Joanne bangs on the door again. ‘You fucking come the fuck out of there right fucking now!’

‘Fucking hell lassie I’ll be out in a minute, I just told you!’

I’ll be honest, I wasn’t expecting Joanne to lose her shit over someone trying to lose their shit. She grabs a vacant chair and stats trying to break the toilet door down. This suggests to Alan that maybe he should come out.

‘Fucking hell what’s your problem? I was just using the fucking toilet! What’s the matter with you? Time of the month?’

At this point, Alan has two problems facing him. Firstly, he doesn’t realise that Joanne is capable of killing a man at fifty paces when Fax is upset. Secondly, Alan has a ponytail. The next thing we know, Joanne has grabbed this ponytail and is either trying to drag him out of the room, or trying to pull all the remaining hair out of his head, to punish him for interrupting Fax’s genius. My money’s on both.

‘Ow Jesus Christ Ow! You fucking mental bitch!’

Alan might have put up more of a fight had he been sober, or had he not been in shock at this skinny 5-and-a-half-foot hippy daring to drag him along by his hair. As it is, he allows himself to be led back to the curtain then pushed through it.

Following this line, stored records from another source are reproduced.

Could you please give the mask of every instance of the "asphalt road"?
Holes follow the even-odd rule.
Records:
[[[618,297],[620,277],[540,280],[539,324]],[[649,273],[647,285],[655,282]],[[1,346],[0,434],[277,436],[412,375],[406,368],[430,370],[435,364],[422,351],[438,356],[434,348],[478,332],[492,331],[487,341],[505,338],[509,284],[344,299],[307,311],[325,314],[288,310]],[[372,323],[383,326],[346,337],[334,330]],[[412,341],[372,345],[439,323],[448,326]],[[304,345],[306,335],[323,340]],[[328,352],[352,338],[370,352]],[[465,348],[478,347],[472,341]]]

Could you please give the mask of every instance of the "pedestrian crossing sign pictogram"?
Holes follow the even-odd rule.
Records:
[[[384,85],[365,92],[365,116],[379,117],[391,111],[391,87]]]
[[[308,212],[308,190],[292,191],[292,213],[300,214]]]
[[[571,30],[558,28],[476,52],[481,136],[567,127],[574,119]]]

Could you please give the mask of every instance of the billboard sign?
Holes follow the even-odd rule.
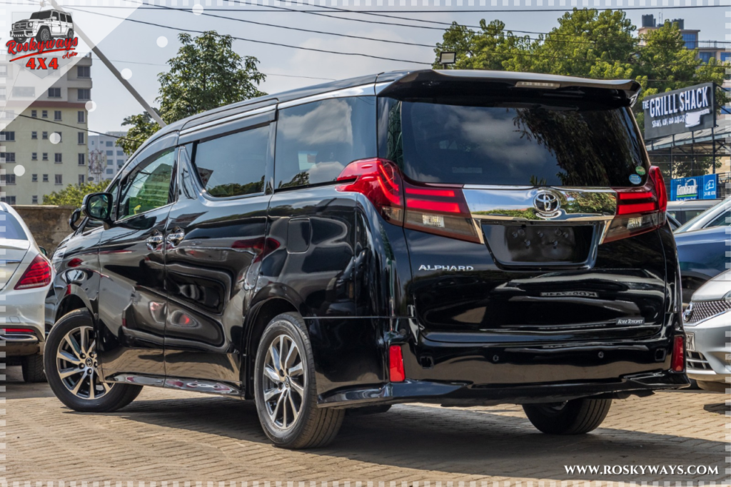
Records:
[[[706,174],[670,180],[670,201],[715,200],[719,175]]]
[[[716,126],[715,91],[704,83],[645,98],[645,139],[710,129]]]

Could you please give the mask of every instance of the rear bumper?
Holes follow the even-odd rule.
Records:
[[[582,397],[624,399],[649,396],[654,390],[689,385],[684,374],[667,371],[629,375],[613,381],[560,382],[475,386],[406,380],[370,388],[349,388],[319,398],[320,407],[424,402],[442,406],[489,406],[500,404],[563,402]]]

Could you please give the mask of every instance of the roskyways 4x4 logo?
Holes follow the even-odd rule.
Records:
[[[30,18],[12,24],[10,37],[12,40],[5,44],[8,54],[15,56],[10,61],[21,61],[26,69],[39,78],[48,76],[49,70],[58,69],[77,55],[79,39],[74,37],[71,14],[60,10],[33,12]],[[58,52],[64,54],[60,57],[44,56]]]

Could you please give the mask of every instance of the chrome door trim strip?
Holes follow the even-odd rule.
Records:
[[[192,127],[189,129],[183,129],[181,130],[181,137],[183,135],[187,135],[188,134],[192,134],[194,132],[204,130],[205,129],[209,129],[212,127],[216,125],[220,125],[221,124],[225,124],[226,122],[235,121],[239,118],[246,118],[246,117],[250,117],[254,115],[259,115],[260,113],[266,113],[267,112],[270,112],[276,108],[276,105],[270,105],[266,107],[262,107],[261,108],[256,108],[254,110],[250,110],[248,112],[243,112],[242,113],[236,113],[235,115],[230,115],[227,117],[224,117],[222,118],[217,118],[216,120],[212,120],[209,122],[205,124],[201,124],[200,125],[196,125],[195,127]]]
[[[289,102],[284,102],[278,105],[278,108],[289,108],[289,107],[296,107],[298,105],[304,105],[305,103],[310,103],[311,102],[319,102],[324,99],[330,99],[331,98],[372,97],[375,94],[376,89],[374,83],[369,83],[367,85],[345,88],[341,90],[327,91],[327,93],[320,93],[319,94],[312,95],[311,97],[305,97],[304,98],[298,98]]]

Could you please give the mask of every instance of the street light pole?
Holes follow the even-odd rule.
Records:
[[[61,8],[61,5],[59,5],[56,0],[50,0],[50,2],[53,6],[53,8],[56,10],[66,12],[63,8]],[[137,90],[132,88],[132,86],[129,84],[129,81],[122,78],[121,73],[120,73],[114,64],[112,64],[112,61],[107,58],[107,56],[102,53],[102,50],[91,42],[91,39],[89,39],[86,34],[84,34],[84,31],[81,30],[81,28],[79,27],[79,25],[75,22],[74,23],[74,29],[75,32],[79,34],[80,37],[81,37],[82,40],[86,42],[86,45],[91,48],[91,50],[94,53],[98,56],[99,58],[102,60],[102,62],[104,63],[107,68],[109,68],[109,70],[112,72],[112,74],[114,75],[118,80],[119,80],[119,82],[122,83],[126,88],[127,88],[127,91],[129,91],[133,97],[135,97],[135,99],[140,102],[140,105],[141,105],[147,113],[150,114],[152,119],[156,121],[161,127],[165,127],[167,124],[162,121],[162,118],[161,118],[160,116],[157,114],[157,112],[153,110],[152,107],[150,106],[150,104],[145,101],[145,99],[137,92]]]

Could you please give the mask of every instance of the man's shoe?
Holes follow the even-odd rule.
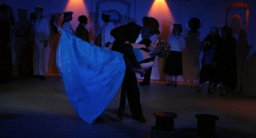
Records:
[[[143,116],[133,116],[134,120],[140,122],[140,123],[145,123],[146,119]]]
[[[144,77],[146,73],[146,71],[143,69],[138,69],[138,68],[134,68],[134,72],[139,73],[141,77]]]

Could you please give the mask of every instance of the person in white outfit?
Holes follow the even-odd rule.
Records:
[[[75,31],[73,29],[71,24],[70,24],[70,21],[72,21],[72,15],[73,15],[73,12],[72,11],[66,11],[64,12],[64,21],[62,24],[62,28],[63,30],[69,32],[71,34],[75,34]]]
[[[35,7],[36,19],[33,21],[34,32],[33,72],[34,77],[45,80],[44,53],[50,37],[50,22],[46,18],[42,16],[42,7]]]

Joanne returns to her seat like nothing’s happened. The audience starts cheering her, although a couple of them look like they’re doing it out of fear. She blows a kiss to Fax, who simpers at her then carries on with his ‘oppressed in Asda’ nonsense. A couple of people start to laugh where they think the punchlines might be, and I notice they’re looking nervously at Joanne as they laugh.

Because of this threat to the audience members’ lives and hair, the rest of Fax’s show gives the outward appearance of being a proper comedy show. Anyone in the other room (apart from Alan, obviously) would have thought Fax was hilarious, and not that the audience were scared Joanne would rip their nipples off. To my astonishment, a few people actually put a fiver in the bag Joanne is holding at the door. I notice they don’t hang around.

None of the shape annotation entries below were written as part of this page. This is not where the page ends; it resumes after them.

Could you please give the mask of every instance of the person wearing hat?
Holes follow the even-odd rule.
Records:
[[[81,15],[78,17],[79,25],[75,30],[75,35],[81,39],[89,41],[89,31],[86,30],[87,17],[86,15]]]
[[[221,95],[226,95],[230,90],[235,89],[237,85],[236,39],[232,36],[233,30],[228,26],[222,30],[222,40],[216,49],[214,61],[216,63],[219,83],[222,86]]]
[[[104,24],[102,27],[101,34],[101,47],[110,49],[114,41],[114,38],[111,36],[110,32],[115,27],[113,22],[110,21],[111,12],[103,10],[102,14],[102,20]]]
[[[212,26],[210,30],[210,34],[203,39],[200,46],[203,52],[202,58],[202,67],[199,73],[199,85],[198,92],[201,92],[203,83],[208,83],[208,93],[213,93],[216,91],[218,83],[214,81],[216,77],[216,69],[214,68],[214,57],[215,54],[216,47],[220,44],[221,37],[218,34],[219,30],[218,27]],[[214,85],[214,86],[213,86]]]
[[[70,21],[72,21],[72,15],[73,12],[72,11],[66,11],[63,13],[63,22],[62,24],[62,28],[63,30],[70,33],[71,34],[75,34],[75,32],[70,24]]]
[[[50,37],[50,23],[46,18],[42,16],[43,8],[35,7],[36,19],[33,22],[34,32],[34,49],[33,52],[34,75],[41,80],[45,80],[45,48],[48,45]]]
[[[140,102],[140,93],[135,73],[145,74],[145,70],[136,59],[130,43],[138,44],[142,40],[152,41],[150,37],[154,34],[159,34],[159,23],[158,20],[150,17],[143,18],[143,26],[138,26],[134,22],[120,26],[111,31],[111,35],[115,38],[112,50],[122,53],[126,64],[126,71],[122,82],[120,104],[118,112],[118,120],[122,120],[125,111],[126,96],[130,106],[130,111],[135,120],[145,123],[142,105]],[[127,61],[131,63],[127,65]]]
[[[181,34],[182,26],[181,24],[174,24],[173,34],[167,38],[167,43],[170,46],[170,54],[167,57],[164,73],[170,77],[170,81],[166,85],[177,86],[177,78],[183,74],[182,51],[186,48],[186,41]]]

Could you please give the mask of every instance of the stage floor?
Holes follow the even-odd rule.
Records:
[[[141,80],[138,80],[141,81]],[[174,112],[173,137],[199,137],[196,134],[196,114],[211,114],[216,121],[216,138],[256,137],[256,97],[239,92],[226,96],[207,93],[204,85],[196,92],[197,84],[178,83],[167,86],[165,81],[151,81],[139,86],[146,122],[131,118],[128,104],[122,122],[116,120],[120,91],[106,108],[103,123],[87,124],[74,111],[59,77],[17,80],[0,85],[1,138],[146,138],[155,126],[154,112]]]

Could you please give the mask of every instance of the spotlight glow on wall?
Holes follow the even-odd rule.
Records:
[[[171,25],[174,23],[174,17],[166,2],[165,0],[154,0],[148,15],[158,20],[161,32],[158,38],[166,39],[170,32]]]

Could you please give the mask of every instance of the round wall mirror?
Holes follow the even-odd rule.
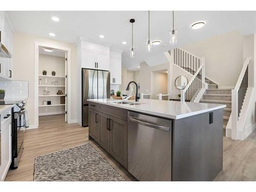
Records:
[[[184,76],[179,76],[175,79],[175,86],[179,90],[184,89],[187,84],[187,79]]]

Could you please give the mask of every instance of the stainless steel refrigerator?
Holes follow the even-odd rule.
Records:
[[[88,126],[89,99],[110,98],[110,72],[106,71],[82,69],[82,125]]]

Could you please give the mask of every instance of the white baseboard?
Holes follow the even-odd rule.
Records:
[[[37,128],[38,128],[38,126],[36,126],[34,124],[32,124],[32,125],[29,125],[29,127],[28,127],[28,128],[27,128],[27,130],[33,130],[33,129],[37,129]]]
[[[65,111],[60,111],[57,112],[47,112],[47,113],[40,113],[38,114],[39,116],[44,116],[46,115],[58,115],[58,114],[65,114]]]
[[[234,89],[234,86],[218,86],[218,89]]]
[[[76,122],[77,122],[76,119],[71,119],[69,121],[68,123],[75,123]]]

‘Yay you were amazing!’ screeches Joanne when everyone’s gone.

‘I couldn’t have done it without you’ wibbles Fax. Never has a truer word been spoken. They go off to the bar to celebrate with a pint of what sounds like ‘Pisswazzer’. Me and Lee sit there looking at each other for a minute.

‘Well?’ is all I can think to say to him?

He downs his drink. ‘I can honestly say I’ve never seen a show like it.’